Dental implants have been shown to depress vertically within the alveolar bone approximately one fifth of amount that a natural tooth depresses. In addition, horizontally, implants demonstrate less than 50% of the lateral movement that a natural tooth can undergo (Sekine et al., 1986). Moreover, teeth adjacent to an implant when loaded, provide proprioception from the Periodontal Ligament that impacts muscle activity level control over normal chewing function. Implants have none of this proprioceptive feedback, such that the initial contact of the teeth adjacent to an implant, engages the protective proprioception of the adjacent teeth, which is critical for preventing early contact and occlusal force overload from being placed upon the implant.

Key Terms in this Chapter

T-Scan System: A computer technology that records and measures the timing of occlusal contacts and the relative forces of the occlusion. It quantifies time and relative force in many ways through its wide range of force and time-sequencing software analysis features.

Time-Delay: In mixed implant-natural tooth occlusion, the occlusal scheme applies sequential force to the natural teeth before the implants initially occlude.

T-Scan 10/BioEMG III Synchronization Module: Two synchronized technologies where EMG data can be recorded simultaneously with occlusal contact force levels and contact time-sequences.

Electromyography (EMG): A computer technology that records and measures the contractile activity of masticatory muscle function. EMG data can be recorded by itself, but can also link with the T-Scan system to simultaneously record tooth contact and muscle activity levels.

T-Scan/BioEMG Synchronization Module: Two combined and synchronized software programs that simultaneously record and playback T-Scan tooth contact force and timing data with muscle activity data level of the four (up to eight) muscles of mastication.

Tooth Time Software Analysis: A T-Scan III software feature that compares the force loading of one specific tooth, to the time of force loading of all of the other teeth.

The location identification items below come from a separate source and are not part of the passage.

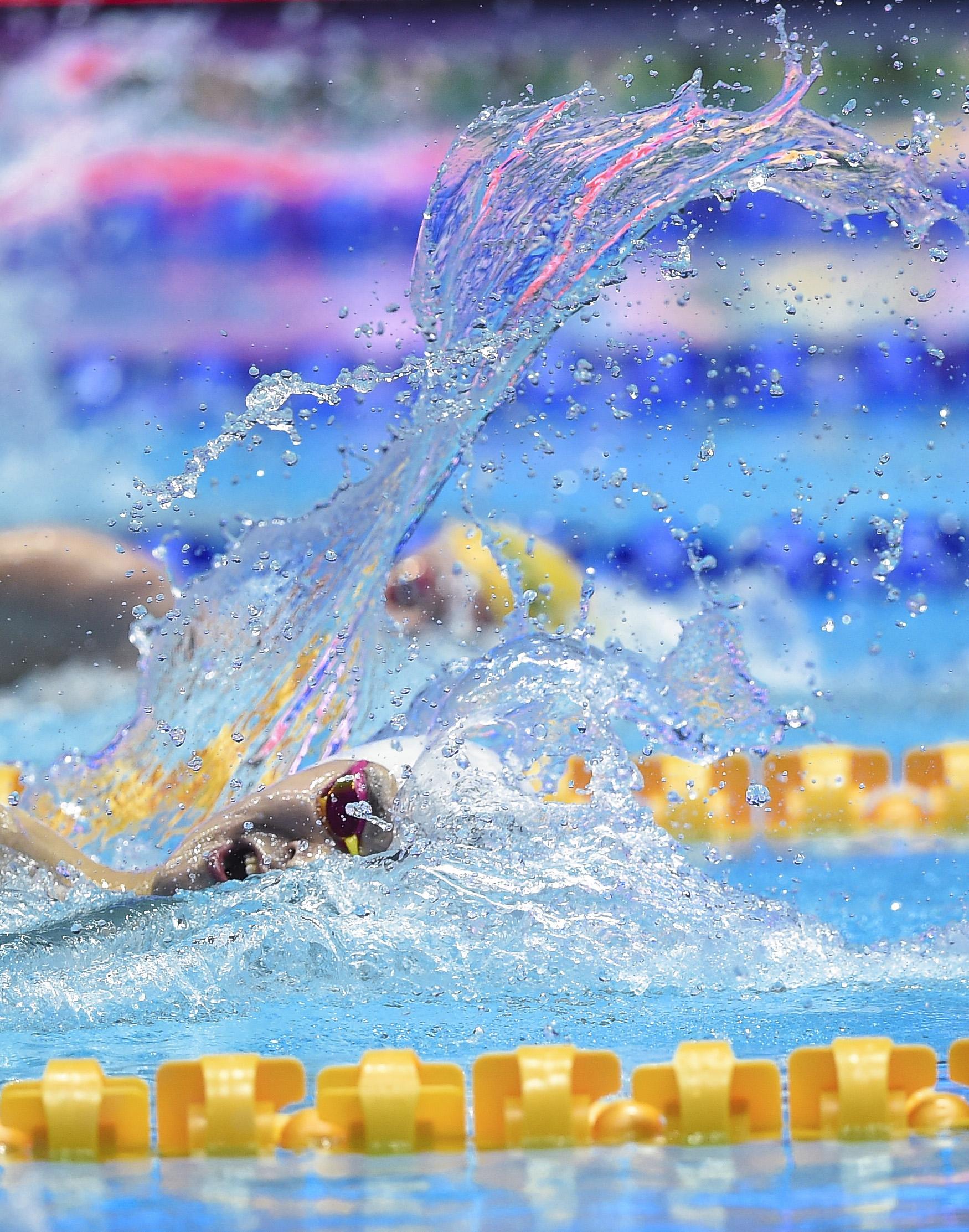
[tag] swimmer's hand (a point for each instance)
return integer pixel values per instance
(339, 806)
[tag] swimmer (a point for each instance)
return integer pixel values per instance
(67, 593)
(458, 578)
(338, 806)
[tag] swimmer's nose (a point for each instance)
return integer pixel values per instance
(356, 811)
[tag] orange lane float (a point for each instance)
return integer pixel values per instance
(536, 1098)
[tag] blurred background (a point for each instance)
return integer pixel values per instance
(192, 195)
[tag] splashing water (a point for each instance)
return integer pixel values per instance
(281, 656)
(270, 662)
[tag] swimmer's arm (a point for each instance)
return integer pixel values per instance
(29, 837)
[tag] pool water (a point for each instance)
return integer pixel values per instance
(656, 415)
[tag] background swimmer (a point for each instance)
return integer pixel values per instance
(460, 578)
(339, 806)
(67, 593)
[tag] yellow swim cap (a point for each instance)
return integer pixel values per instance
(543, 568)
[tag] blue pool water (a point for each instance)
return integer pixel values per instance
(508, 922)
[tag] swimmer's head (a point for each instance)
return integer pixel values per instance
(413, 590)
(297, 822)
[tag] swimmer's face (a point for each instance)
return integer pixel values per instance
(413, 590)
(350, 813)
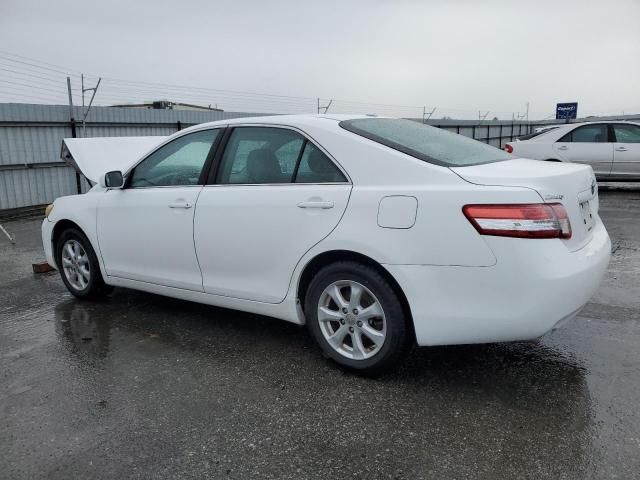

Full Mouth Implant Reconstruction: A complete mouth implant supported rehabilitation performed on a fully edentulous patient.

Implant Occlusion: The implant occlusal scheme considers that the movement features of a dental implant are different than those of a tooth.

Disclusion Time Reduction: The act of minimizing prolonged occlusal surface friction on posterior teeth or posterior implant prostheses, to be < 0.4 seconds per excursion, by performing the immediate complete anterior guidance development (ICAGD) coronoplasty procedure.